Pro e contro: destinare il TFR a un fondo pensione
Destinare il Tfr alla previdenza complementare presenta una serie di vantaggi legati soprattutto a fiscalità agevolata, possibilità di scelta di differenti profili di investimento e prospettiva di rendimenti superiori. Di seguito i dettagli:
- Vantaggi:
- Rendimento potenzialmente più elevato: il capitale è investito sui mercati finanziari secondo il profilo di rischio selezionato, consentendo performance spesso superiori alla rivalutazione aziendale.
- Tassazione favorevole: aliquota massima del 15% sui capitali al momento della liquidazione, riducibile annualmente fino a un minimo del 9% dopo 35 anni di permanenza.
- Deducibilità dei versamenti: possibilità di dedurre dal reddito IRPEF fino a 5.164,57 € all’anno di contributi al fondo, compresa la quota TFR.
- Flessibilità di investimento: ampia scelta tra fondi negoziali, aperti o piani individuali pensionistici.
- Accesso ad anticipazioni: in casi specifici (spese sanitarie, acquisto/ristrutturazione prima casa, ulteriori esigenze dopo otto anni), è possibile richiedere anticipazioni fino al 75% del capitale maturato.
- Svantaggi:
- Rischio finanziario: i rendimenti non sono garantiti, potendo registrare oscillazioni negative nei periodi di volatilità del mercato.
- Costi di gestione: le commissioni, seppur regolamentate, erodono il rendimento netto rispetto al TFR lasciato in azienda.
- Vincolo di irrevocabilità: una volta conferita la quota TFR a un fondo pensione, non è possibile modificarne la destinazione per il rapporto di lavoro in corso.
- Liquidabilità differita: il capitale è generalmente vincolato fino al raggiungimento dei requisiti per la pensione.

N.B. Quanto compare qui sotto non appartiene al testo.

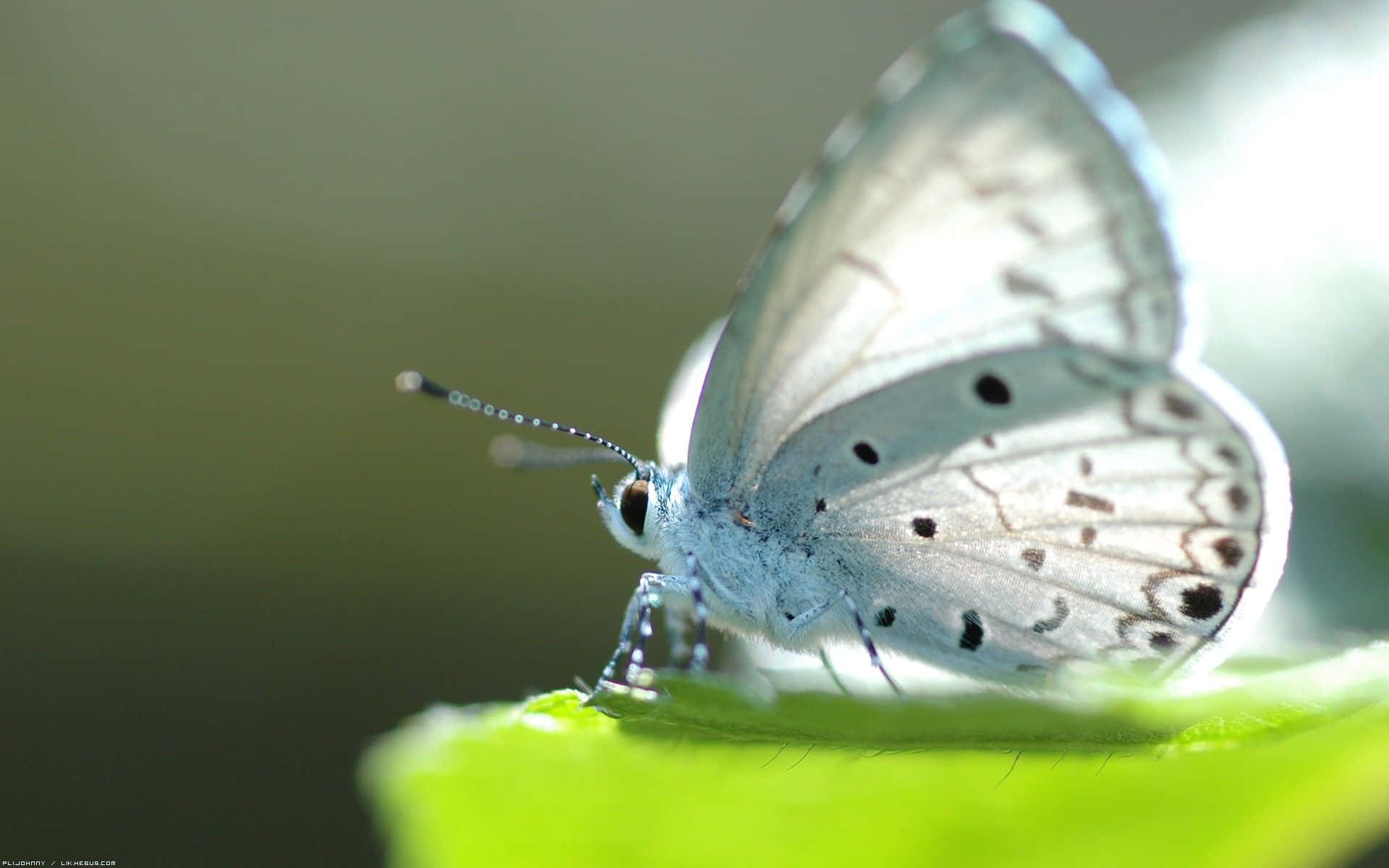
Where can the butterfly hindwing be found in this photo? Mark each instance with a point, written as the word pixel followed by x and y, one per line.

Come cambiare la scelta: casi, procedure e limitazioni pratiche
Le procedure per cambiare la destinazione del Tfr sono stabilite da norme specifiche:
- Cambio dalla permanenza in azienda a fondo pensione: il lavoratore può comunicare in qualunque momento la volontà di conferire il TFR maturando a una previdenza complementare, utilizzando il modello TFR2 da consegnare al datore di lavoro, con effetto sulle quote future.
- Irrevocabilità della destinazione al fondo pensione: una volta aderito alla previdenza complementare con il TFR dei nuovi accantonamenti, la scelta è vincolante per tutta la durata di quel rapporto di lavoro. È invece sempre possibile trasferire il capitale accumulato tra diversi fondi pensione.
- Nuova finestra alla nuova assunzione: nel caso di cambio di datore di lavoro, ogni nuovo rapporto comporta la riapertura della finestra decisionale di sei mesi su come destinare il TFR futuro.
- Gestione delle posizioni accumulate in precedenza: il TFR già maturato mantiene le regole che gli erano proprie, ma la posizione nel fondo può essere riscattata, trasferita o lasciata in gestione secondo le previsioni della legge e dei regolamenti di ciascun fondo.